Açıklamada, 102 ambulansın İsrail bombardımanları sonucu kullanılamaz hale geldiği ifade edildi. İsrail saldırılarında 300 sağlık personeli, 32 sivil savunma görevlisi ile 96 gazetecinin öldüğü belirtilen açıklamada, 40 sağlık personeli ve 8 gazetecinin de İsrail güçlerince alıkonulduğu aktarıldı. Açıklamada ayrıca, çoğu çocuk ve kadın 7 bin kişinin kayıp olduğu, bunların ya enkaz altında ya da akıbeti hakkında bilgi alınamayan kişiler olduğu ifade edildi. İsrail’in düzenlediği saldırılarda ölenlerin sayısı dün itibariyle 214 artarak 19 bin 667’ye yükseldi.
GÜNEYDE DE KATLİAM BAŞLADI
İsrail ordusunun dün Gazze Şeridi’nin güneyindeki Refah kentine düzenlediği saldırılarda 25 Filistinli hayatını kaybetti. İsrail’in saldırılarının Gazze’nin güneyindeki Refah kentinde yoğunlaştığı kaydedilirken saldırılarda onlarca kişinin yaralandığı bilgisi paylaşıldı. Bombalamalarda Zarab ailesinden 14, Attiya ailesinden 8 ve Abdulal ailesinden ise 3 kişinin yaşamını yitirdiği ifade edildi. AA’nın aktardığına göre, hayatını kaybeden Filistinliler arasında gazeteci Adil Zarab’ın da bulunduğu aktarıldı. İsrail saldırılarında 7 Ekim’den bu yana yaşamını yitiren Filistinli gazeteci sayısının 94’e yükseldiği kaydedildi. İsrail ordusunun, Refah’ın yanı sıra Nuseyrat Mülteci Kampı, Han Yunus ve Deyr Belah bölgelerini de bombaladığı bildirildi. İsrail’in abluka altındaki Gazze Şeridi’nin kuzeyindeki Cibaliya beldesinde de bir derneğin binasını ve birçok evi hedef aldığı hava saldırılarında çok sayıda Filistinli öldürüldü ve yaralandı.
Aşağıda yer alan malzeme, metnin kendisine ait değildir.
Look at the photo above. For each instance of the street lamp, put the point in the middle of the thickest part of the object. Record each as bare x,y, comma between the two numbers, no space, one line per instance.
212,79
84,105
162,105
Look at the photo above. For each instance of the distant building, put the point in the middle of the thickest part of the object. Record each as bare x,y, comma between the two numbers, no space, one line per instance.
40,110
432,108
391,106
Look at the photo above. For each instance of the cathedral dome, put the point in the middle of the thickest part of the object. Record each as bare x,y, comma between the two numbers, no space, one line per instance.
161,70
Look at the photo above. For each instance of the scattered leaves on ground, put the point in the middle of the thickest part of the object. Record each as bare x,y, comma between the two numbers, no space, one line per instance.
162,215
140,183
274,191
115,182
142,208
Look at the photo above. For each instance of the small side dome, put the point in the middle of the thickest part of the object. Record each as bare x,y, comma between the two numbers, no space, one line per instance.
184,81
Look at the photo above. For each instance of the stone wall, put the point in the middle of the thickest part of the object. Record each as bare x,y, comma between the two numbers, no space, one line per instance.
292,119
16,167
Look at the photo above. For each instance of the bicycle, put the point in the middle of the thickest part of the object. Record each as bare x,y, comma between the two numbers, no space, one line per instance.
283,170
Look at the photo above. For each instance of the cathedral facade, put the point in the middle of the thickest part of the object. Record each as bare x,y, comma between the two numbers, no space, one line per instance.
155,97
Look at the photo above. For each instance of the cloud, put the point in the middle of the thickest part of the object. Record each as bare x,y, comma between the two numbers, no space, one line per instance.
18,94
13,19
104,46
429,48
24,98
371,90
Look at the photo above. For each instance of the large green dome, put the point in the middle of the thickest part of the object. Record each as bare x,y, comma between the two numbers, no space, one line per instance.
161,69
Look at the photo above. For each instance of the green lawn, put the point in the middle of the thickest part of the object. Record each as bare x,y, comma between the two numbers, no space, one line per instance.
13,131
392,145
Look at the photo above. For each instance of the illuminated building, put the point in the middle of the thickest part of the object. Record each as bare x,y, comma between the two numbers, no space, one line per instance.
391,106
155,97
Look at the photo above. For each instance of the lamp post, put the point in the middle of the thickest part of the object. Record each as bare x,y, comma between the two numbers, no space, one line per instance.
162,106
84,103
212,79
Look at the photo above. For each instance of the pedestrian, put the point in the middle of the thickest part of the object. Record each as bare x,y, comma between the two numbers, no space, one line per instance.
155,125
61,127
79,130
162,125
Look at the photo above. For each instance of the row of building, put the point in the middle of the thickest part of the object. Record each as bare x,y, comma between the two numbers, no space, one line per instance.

Görgü tanıklarından alınan bilgiye göre, İsrail’in bombardımanında Gazze’deki yaralı ve engellilerin tedavisiyle ilgilenen Es-Selame Derneği binası ile çevredeki bazı evler hedef alındı. Saldırılarda çok sayıda Filistinli öldürüldü ve yaralandı. İnsan Hakları İzleme Örgütü’nden Fred Abrahams ise İsrail’in ayrım gözetmeden vurduğunu belirtti. Beyaz bayraklı üç rehinenin öldürülmesini işaret eden Abrahams “İsrail ordusu yıllardır eylemleri nedeniyle cezalandırılmıyor. Bu konuda kırmızı çizgiler çekilebilseydi bu üç rehine hayatta olabilirdi” dedi.
İNSAN HAKLARI İZLEME ÖRGÜTÜ: KASITLI OLARAK AÇ BIRAKIYORLAR
İnsan Hakları İzleme Örgütü (HRW), İsrail’in Gazze Şeridi’ndeki sivillerin aç bırakılmasını silah olarak kullandığını vurgulayarak, İsrail hükümetine bunu durdurması ve Gazze ablukasını kaldırması yönünde çağrıda bulundu. HRW tarafından yapılan açıklamada, “İsrail güçleri kasten su, yiyecek ve yakıt dağıtımını engelliyor, insani yardımları kasten engelliyor” denildi.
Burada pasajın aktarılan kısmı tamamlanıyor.